Ouedraogo Salifou, le 30ème témoin dans l’affaire Laurent Gbagbo-Charles Blé Goudé contre le procureur de la CPI, a été interrogé sur la marche des pro-Ouattara sur la RTI en décembre 2010 et la marche des femmes d’Abobo en mars 2011. Cette audience marque la reprise du procès de l’ex-président ivoirien et son ministre de la jeunesse.

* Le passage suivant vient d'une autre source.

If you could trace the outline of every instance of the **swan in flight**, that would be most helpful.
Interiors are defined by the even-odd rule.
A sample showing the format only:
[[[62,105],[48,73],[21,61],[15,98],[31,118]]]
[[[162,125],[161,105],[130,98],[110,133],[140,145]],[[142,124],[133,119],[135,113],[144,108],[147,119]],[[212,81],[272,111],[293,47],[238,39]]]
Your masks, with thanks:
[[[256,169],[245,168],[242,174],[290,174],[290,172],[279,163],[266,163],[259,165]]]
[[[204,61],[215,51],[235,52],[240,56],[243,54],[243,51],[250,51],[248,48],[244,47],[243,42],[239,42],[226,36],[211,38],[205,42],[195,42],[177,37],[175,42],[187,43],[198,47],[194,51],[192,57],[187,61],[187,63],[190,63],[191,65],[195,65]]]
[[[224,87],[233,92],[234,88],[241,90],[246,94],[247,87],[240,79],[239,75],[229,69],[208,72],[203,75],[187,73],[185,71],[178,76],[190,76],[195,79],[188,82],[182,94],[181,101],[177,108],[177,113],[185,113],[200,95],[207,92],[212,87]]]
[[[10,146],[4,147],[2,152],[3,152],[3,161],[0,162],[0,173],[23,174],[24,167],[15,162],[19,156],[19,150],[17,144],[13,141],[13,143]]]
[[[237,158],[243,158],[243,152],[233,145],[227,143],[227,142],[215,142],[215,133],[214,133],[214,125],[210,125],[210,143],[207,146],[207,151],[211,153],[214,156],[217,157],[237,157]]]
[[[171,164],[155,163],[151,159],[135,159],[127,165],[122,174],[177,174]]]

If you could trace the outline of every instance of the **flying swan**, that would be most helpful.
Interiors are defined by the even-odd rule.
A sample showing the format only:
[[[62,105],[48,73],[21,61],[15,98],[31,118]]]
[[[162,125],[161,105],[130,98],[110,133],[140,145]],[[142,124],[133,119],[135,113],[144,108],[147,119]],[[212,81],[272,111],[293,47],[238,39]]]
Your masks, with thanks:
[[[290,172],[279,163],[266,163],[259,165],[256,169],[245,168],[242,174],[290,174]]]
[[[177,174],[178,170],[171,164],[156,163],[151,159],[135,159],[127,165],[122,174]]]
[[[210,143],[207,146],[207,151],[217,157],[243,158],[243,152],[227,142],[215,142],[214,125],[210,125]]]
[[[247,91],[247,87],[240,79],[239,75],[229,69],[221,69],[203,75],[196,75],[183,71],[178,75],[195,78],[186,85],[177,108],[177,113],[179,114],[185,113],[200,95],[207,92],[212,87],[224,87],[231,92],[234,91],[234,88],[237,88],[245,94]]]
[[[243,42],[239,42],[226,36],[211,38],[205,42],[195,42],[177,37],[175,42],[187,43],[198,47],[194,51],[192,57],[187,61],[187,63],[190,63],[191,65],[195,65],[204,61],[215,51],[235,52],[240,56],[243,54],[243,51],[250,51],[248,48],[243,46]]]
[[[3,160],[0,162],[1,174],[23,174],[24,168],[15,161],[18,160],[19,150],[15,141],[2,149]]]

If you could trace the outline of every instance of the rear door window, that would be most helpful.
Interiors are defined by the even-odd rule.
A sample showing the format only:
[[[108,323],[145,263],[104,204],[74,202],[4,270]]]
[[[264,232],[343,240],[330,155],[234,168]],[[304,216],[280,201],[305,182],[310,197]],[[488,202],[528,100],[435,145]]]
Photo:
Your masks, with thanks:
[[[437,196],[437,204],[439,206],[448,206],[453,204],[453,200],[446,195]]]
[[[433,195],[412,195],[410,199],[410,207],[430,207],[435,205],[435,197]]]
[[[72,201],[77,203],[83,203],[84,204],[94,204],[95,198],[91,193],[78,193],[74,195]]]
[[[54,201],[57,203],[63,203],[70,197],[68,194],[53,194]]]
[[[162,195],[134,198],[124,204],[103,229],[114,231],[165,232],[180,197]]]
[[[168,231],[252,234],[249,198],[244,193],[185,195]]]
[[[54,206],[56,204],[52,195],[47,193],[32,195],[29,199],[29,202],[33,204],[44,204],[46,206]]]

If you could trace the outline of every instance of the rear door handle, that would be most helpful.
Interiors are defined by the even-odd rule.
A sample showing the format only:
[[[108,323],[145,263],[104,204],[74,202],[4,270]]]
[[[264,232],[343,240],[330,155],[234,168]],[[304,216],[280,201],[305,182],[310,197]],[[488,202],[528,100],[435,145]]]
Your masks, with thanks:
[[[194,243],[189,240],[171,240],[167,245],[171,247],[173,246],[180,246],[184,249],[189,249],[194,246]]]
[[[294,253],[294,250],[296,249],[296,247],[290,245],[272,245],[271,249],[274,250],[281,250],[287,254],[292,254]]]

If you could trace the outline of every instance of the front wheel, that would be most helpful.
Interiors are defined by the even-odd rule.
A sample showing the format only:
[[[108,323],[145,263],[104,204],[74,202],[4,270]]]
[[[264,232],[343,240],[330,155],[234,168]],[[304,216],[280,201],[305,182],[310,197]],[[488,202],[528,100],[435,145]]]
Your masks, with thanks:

Suspendu le 9 décembre 2016, le procès conjoint de Laurent Gbagbo et de Charles Blé Goudé a repris ce lundi 6 février à la Cour pénale internationale (CPI) à la Haye. C’est Ouedraogo Salifou, un burkinabé né en Côte d’Ivoire, qui était à la barre. L’interrogatoire de ce mécanicien et commerçant a notamment porté sur la marche des pro-Ouattara sur la Radiodiffusion télévision ivoirienne (RTI) à Cocody le 16 décembre 2010.

« On n’a pas pu franchir pour arriver à la RTI », se souvient le témoin.

Habitant la commune d’Attécoubé et travaillant à Abobo, il assure qu’il a passé la nuit chez un ami la veille de cette marche, évoquant des raisons de sécurité. Lorsqu’un des avocats de Monsieur Gbagbo, Me Andreas O’Shea, demande au témoin de donner le nom de ce dernier, un substitut du procureur réclame aussitôt un huis clos partiel pour éviter de divulguer au public son identité.

Le juge-président Cuno Tarfusser n’y trouve aucun inconvénient. Après ce bref huis clos, Me Jean Serge Gbougnon, l’un des avocats de la défense, et conseil de Charles Blé Goudé, estime que cette interruption de l’audience n’est pas nécessaire parce que le nom donné par le témoin est un diminutif qui ne permet en aucun cas d’identifier la personne dont il est question : « donc on n’a pas besoin de passer à un huis clos partiel pour ça ».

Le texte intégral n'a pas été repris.